What’s new: Tim Pearce and Jun Zhu at Cambridge University trained an autonomous agent via supervised learning to play the first-person shooter Counter Strike: Global Offensive (CS:GO) by analyzing pixels. The model reached an intermediate level of skill. Check out a video presentation here.

Key insight: Reinforcement learning can be used to teach neural networks to play games that include a programming interface, which enables the model to explore all possible game states because gameplay proceeds much faster than real time. CS:GO lacks such an interface. An alternative is to learn from expert demonstrations, a technique known as behavioral cloning. Where such demonstrations are hard to collect, publicly broadcast matches can stand in.

How it works: The system generated a representation of each video frame using a convolutional neural network and combined multiple representations using a convolutional LSTM. A linear layer decided what action to take per frame.

  • The authors pretrained the system on 70 hours (4 million frames) of broadcast matches that pitted one team against another. They used handcrafted rules to label the frames with a player’s action: moving forward or backward, shooting, reloading, or changing the field of view.
  • They fine-tuned the system on four hours (200,000 frames) of gameplay by a player who ranked in the Top 10 percent worldwide. They labeled this data using mouse and keyboard input to label the player’s action.
  • During training, the system learned to minimize the difference between the predicted and recorded actions.
  • At inference, the system chose how to move its onscreen character (for example, forward) and where to move the mouse cursor (which controls what the character can see) according to the model’s highest-probability prediction. It executed actions like shooting or reloading if the action’s probability was greater than a randomly generated number.

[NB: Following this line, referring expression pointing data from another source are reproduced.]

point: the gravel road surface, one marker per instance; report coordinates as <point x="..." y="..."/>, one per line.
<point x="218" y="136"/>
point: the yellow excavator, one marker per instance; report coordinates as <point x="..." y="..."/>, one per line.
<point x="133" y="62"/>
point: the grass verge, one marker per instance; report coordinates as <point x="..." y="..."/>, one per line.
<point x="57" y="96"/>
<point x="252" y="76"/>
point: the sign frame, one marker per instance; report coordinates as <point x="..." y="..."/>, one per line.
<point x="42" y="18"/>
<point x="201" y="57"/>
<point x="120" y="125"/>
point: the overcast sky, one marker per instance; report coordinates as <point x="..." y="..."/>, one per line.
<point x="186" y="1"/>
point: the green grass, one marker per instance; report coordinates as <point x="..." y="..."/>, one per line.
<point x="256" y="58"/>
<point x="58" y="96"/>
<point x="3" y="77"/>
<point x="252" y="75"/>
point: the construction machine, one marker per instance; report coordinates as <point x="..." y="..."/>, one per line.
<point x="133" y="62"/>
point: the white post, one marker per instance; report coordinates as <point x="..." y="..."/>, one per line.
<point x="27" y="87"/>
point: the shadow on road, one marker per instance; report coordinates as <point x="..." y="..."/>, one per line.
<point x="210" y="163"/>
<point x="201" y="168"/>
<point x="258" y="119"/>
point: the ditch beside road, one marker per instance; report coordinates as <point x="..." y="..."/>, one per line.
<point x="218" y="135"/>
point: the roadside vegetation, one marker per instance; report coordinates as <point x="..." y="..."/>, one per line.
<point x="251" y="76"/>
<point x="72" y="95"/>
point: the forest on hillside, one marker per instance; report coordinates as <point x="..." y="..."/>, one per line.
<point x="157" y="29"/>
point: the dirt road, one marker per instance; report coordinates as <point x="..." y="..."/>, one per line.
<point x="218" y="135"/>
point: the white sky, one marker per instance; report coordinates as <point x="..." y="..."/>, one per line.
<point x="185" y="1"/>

Results: Pitted against the game’s built-in medium-difficulty agent, which takes advantage of information that humans don’t have access to (such as the positions of all players), the author’s system came out on top. It achieved 2.67 kills per minute and 1.25 kills per death, compared to the built-in agent’s 1.97 kills per minute and 1.00 kills per death. Against human players in the top 10 percent, it didn’t fare so well. It achieved 0.5 kills per minute and 0.26 kills per death compared to the human average of 4.27 kills per minute and 2.34 kills per death

Why it matters: Behavioral cloning is a viable alternative to reinforcement learning — within the limits of available expert demonstrations. The authors’ system even learned the classic gamer swagger of jumping and spinning while it reloaded.

We’re thinking: We’re in the mood for a nonviolent round of Splatoon.